MY FATHER’S PASSPORT

I was busy when the phone call came. ‘Yes?’ I enquired, ‘Can I help you?’

‘Is that you Doreen? We met years ago. You probably would not remember. But I was wondering if you could help us...do you know who Harry Wendt is?’
‘He was my father!’ I exclaimed.
‘Well, we have his passport here in the bookshop!’
‘How did it come to be there?’ I naturally enquired. The woman did not know. She was tidying up the desk and it was in a small pile. I collected it that afternoon, the photo in the passport revealing my father aged fifty-nine and looking young for his years, which he always did. A tear almost fell. My Dad had died in 1989, aged 88, as a result of a car accident. He was always very dear to me. We were great mates, on the same wavelength.

The passport was dated 7th September 1960. Dad and Mum went on a Women’s Weekly World Tour in 1960, for three months. It was a big adventure for them indeed. They lived on the Strathmore for the entire trip around the world. My mother died in 1965, having just turned 63, a very sad time for the family.

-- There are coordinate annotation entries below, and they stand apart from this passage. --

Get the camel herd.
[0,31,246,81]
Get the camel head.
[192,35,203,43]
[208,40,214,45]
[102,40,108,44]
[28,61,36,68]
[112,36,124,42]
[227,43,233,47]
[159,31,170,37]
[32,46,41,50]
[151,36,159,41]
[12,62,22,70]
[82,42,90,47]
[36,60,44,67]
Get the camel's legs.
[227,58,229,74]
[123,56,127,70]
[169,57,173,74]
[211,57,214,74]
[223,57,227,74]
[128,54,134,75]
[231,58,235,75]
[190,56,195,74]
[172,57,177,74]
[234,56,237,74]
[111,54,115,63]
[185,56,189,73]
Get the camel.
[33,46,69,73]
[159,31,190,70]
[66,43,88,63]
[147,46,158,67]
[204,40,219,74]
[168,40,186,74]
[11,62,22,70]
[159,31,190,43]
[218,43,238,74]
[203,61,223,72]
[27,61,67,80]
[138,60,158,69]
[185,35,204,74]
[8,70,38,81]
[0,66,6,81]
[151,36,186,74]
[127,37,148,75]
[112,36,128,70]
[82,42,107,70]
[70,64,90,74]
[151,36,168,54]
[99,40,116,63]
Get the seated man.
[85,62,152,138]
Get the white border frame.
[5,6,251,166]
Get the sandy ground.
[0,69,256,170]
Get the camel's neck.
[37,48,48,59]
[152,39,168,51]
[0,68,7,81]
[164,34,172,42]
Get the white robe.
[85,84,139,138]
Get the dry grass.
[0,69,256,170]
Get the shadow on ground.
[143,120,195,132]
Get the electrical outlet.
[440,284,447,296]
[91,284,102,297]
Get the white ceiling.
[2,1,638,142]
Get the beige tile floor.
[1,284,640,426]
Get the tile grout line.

But how did the passport come to be in the second-hand bookshop across the road? Surely it arrived in the pages of some book? But it had a hard cover and would have been noticed? My father had left a lot of books when he died, and it was my job to deal with them. They were mostly historical novels, biographies and the like.

A few years after my dad’s death, I was living at Carindale. I had been asked to take in as a boarder a young Canadian man who taught, voluntarily, origami to underprivileged children as part of an exchange system. I knew he had little resources. Each day he would go to the city, just for something to do, and loved to talk to the waitresses in a Greek café in Elizabeth Street. He was not an attractive man and these girls made much of him, making him feel valued. There was a bookstore across the road where you could sell unwanted books.

I struck a deal with Brian, as he was named. I had culled out the best (as I thought) of my Dad’s books, and had several boxes of unwanted volumes. If he would tote a bundle each day to the store and sell them for whatever he could get, he could have half the amount for himself. He eagerly grasped the agreement, and we were in business. Eventually, the boxes were empty and we both had a small sum for our trouble. Brian was very happy about this arrangement.

Had the passport been sold along with one of these books? I doubt it really, as it would have fallen out surely, or we would have noticed it.

I moved to Tamborine Mountain in 1993, taking all my possessions with me. I have never given any books to the bookstore across the road. I gave all my university notes to the local library, and several of Dad’s books to my daughter who lives locally. But the rest I have treasured, keeping them in my bookcase.

If only the passport could talk? What would it tell us?